Using the new pluggable active/passive management framework in Apache Artemis

This article is about the new pluggable active/passive management framework in Artemis 2.18.0, and the implementation of a manager based on Apache Zookeeper. I'll explain what problem this new feature sets out to address, in outline how it's implemented, and how to set it up with Zookeeper. It's difficult to understand why this new feature is needed, without understanding why active/passive coordination is such a difficult problem -- something this post sets out to explain.

At the time of writing, this is a "technical preview" feature, that should be used with care.

Note:
I originally wrote this article for Artemis 2.18, and its content remains broadly correct for later versions. There is, however, an important update in 2.21, that I describe at the end of the article. This update is so significant, in fact, that nobody for whom data integrity is a prime concern ought to be using shared-nothing replication in any other way.

About "shared-nothing" replication

Apache ActiveMQ Artemis, has a shared-nothing replication scheme, in which each broker in an active/passive pair keeps a private copy of the entire message store. This makes it possible to operate brokers in a highly-available active/passive mode without a shared, central message store. This works because, if one broker fails, the other in the pair always has a complete message store. The brokers synchronize their message stores over the wire in normal operation.

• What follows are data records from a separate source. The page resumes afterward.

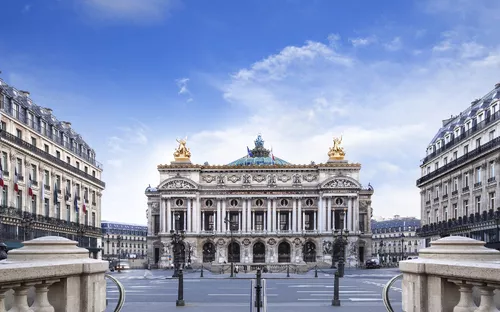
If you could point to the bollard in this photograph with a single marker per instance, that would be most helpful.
(336, 297)
(258, 287)
(180, 292)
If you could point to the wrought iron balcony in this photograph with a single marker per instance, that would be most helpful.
(23, 144)
(454, 164)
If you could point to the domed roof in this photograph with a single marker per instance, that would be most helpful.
(258, 156)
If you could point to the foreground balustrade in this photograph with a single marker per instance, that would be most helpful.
(52, 274)
(455, 274)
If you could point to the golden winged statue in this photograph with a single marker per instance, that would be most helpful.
(337, 151)
(182, 152)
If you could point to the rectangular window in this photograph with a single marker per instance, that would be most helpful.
(33, 204)
(19, 200)
(46, 206)
(5, 193)
(34, 175)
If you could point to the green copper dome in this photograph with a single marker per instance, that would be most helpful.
(258, 156)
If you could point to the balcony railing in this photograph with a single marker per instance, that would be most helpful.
(487, 147)
(13, 139)
(463, 224)
(463, 136)
(43, 222)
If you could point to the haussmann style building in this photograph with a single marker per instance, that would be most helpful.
(50, 181)
(459, 186)
(276, 212)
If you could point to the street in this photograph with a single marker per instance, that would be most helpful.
(154, 290)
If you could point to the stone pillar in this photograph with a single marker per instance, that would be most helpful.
(275, 216)
(189, 217)
(224, 216)
(162, 228)
(168, 225)
(300, 226)
(243, 226)
(218, 226)
(269, 221)
(329, 214)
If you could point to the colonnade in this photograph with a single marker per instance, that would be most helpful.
(258, 213)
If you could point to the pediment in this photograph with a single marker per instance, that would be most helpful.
(178, 184)
(341, 182)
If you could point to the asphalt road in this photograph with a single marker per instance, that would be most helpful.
(156, 291)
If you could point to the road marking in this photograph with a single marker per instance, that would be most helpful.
(229, 294)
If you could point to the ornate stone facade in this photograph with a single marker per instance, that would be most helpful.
(280, 213)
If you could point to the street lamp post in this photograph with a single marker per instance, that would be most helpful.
(27, 224)
(227, 221)
(107, 241)
(119, 239)
(177, 240)
(402, 246)
(341, 238)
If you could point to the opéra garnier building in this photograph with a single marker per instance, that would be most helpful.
(278, 212)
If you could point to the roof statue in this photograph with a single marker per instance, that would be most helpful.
(337, 151)
(182, 152)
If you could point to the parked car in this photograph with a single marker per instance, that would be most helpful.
(372, 264)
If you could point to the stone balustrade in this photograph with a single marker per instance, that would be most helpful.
(52, 274)
(455, 274)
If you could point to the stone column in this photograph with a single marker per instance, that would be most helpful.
(294, 215)
(189, 215)
(162, 228)
(321, 212)
(269, 221)
(218, 226)
(300, 219)
(249, 215)
(243, 226)
(224, 216)
(329, 214)
(168, 225)
(275, 216)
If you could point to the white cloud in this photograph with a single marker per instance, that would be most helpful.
(183, 88)
(135, 10)
(360, 42)
(394, 45)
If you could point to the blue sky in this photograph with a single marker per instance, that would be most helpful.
(133, 75)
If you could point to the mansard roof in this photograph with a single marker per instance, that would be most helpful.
(469, 113)
(23, 99)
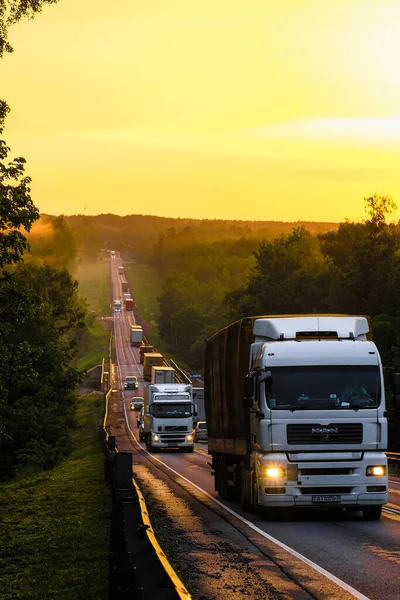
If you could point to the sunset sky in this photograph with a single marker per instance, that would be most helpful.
(234, 109)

Shared-nothing replication is a feature that the original Apache ActiveMQ never really had, and which users frequently requested. With ActiveMQ, implementing a robust active/passive mode of operation required provision of a shared message store, probably using NFS or a relational database. The broker installation was only as reliable as the shared message store, and implementing such a store with high availability was, and remains, a highly specialized and costly task. The prospect of integrating a reliable message store with the broker itself is therefore appealing.

Why shared-nothing replication is difficult

Unfortunately, shared-nothing replication in Artemis has a limitation which makes it impractical to use for completely independent active/passive broker pairs. There are a number of reasons for wanting do this. Perhaps specific system components need their own private broker pairs for security reasons, or simply because such an arrangement is logically comprehensible. Perhaps the independence of the brokers makes capacity planning easier. Whatever the reason, the smallest size of broker cluster that can be used robustly for shared-nothing operation is six brokers (three pairs).

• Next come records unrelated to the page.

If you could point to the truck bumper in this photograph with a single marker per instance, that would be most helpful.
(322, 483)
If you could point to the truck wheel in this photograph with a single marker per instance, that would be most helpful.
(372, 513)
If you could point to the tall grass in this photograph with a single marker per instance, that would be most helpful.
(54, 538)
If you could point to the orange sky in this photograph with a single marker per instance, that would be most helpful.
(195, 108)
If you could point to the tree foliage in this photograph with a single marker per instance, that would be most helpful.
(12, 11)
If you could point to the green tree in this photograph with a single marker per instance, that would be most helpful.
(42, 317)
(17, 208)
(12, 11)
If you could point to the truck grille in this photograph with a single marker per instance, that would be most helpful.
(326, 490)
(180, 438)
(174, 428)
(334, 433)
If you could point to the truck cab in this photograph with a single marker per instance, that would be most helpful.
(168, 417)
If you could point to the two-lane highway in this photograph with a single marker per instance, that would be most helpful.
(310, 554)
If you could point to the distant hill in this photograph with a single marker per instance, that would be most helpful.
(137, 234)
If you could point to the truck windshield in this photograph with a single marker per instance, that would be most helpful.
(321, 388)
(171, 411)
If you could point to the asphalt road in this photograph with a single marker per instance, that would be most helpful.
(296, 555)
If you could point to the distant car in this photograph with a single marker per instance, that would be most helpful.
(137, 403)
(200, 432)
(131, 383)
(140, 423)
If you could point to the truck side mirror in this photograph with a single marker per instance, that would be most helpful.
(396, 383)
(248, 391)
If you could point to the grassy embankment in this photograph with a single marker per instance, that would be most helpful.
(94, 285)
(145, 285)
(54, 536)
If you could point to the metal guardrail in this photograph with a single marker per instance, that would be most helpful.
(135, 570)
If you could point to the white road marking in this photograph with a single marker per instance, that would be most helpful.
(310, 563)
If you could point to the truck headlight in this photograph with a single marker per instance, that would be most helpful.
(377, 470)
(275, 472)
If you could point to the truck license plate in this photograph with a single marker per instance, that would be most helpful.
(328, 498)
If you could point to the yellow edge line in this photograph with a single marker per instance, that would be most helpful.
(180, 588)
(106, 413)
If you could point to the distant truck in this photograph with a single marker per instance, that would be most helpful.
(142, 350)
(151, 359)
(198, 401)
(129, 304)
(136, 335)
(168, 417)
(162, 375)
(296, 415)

The reason that this limitation exists is that we have to protect the broker installation against network partitioning. That is, the brokers have to behave reasonably when a network fault separates them from one another, but not from their clients. Dealing with a broker failure in a completely reliable network is easy enough, but dealing with network partitioning is difficult -- not just for Artemis, but for any software that uses active/passive operation.

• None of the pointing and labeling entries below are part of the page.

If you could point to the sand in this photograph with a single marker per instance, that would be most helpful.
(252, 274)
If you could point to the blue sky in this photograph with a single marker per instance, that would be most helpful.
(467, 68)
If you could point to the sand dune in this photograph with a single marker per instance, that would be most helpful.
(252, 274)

In an active/passive broker set-up, there has to be a rock-solid way to tell, at any given time, whether a particular broker should be in the active or the passive role. With a shared message store this coordination is easy to implement -- well, conceptually easy, anyway. We just use locks on shared data to control which broker is active and which is passive. Since only one broker at a time can hold the lock, holding the lock equates to being in the active role. Any broker that does not hold the lock is considered to be passive, and does not communicate with clients. If a broker goes down for any reason, it releases the lock, allowing another broker to take the lock and, with it, the active role.

With a shared-nothing implementation, however, there is no external locking, and the brokers must agree amongst themselves which role is to be played.

Being unable to handle network partitioning situations properly leads to a lack of agreement on which broker is active, and this in turn leads to the dreaded "split brain" situation, where multiple brokers think they're active. If a broker thinks it's active, it will accept requests from clients, and update its copy of the message store. The situation we can't tolerate is one where different brokers end up with different message stores -- there's really no robust way to recover from this situation.

If you run a single pair of brokers, then there is simply no way for broker X to distinguish between a situation in which broker Y is down, and one in which there is a failure of network connectivity between X and Y. Both situations result in broker Y not be reachable from broker X. If broker Y is in a passive role, and broker X has actually failed, then broker Y must promote itself from passive to active. But if the problem is a network partition, and broker Y promotes itself, the installation will head rapidly into split-brain territory. This can't be permitted.

Artemis has for some time provided a rudimentary method of partition detection, called the "network pinger". With this strategy, the administrator defines a host on the network that all the brokers should be able to reach. If a broker can't reach this host, but still has connections from clients, it assumes that it has become disconnected from other brokers, and it is not safe to continue in the active role. In practice, the "pinger" was not entirely robust, and the use of a crucial target host created a single point of failure in the system.

Dealing with network partitioning properly in Artemis replication

The current best (most robust) way to run a broker installation with shared-nothing replication is to divide a set of brokers into groups of three pairs. Such an arrangement enables the group to handle correctly any single point of network partition. In principle, only three brokers are needed, not three pairs; but the shared-nothing system always works in pairs. For a particular broker to promote itself from passive to active, it must be "seen" by at least two other active brokers, when it is no longer able to "see" its corresponding active broker. This is effectively a voting process, and the presence of an odd number of broker pairs means that the vote will always have a majority.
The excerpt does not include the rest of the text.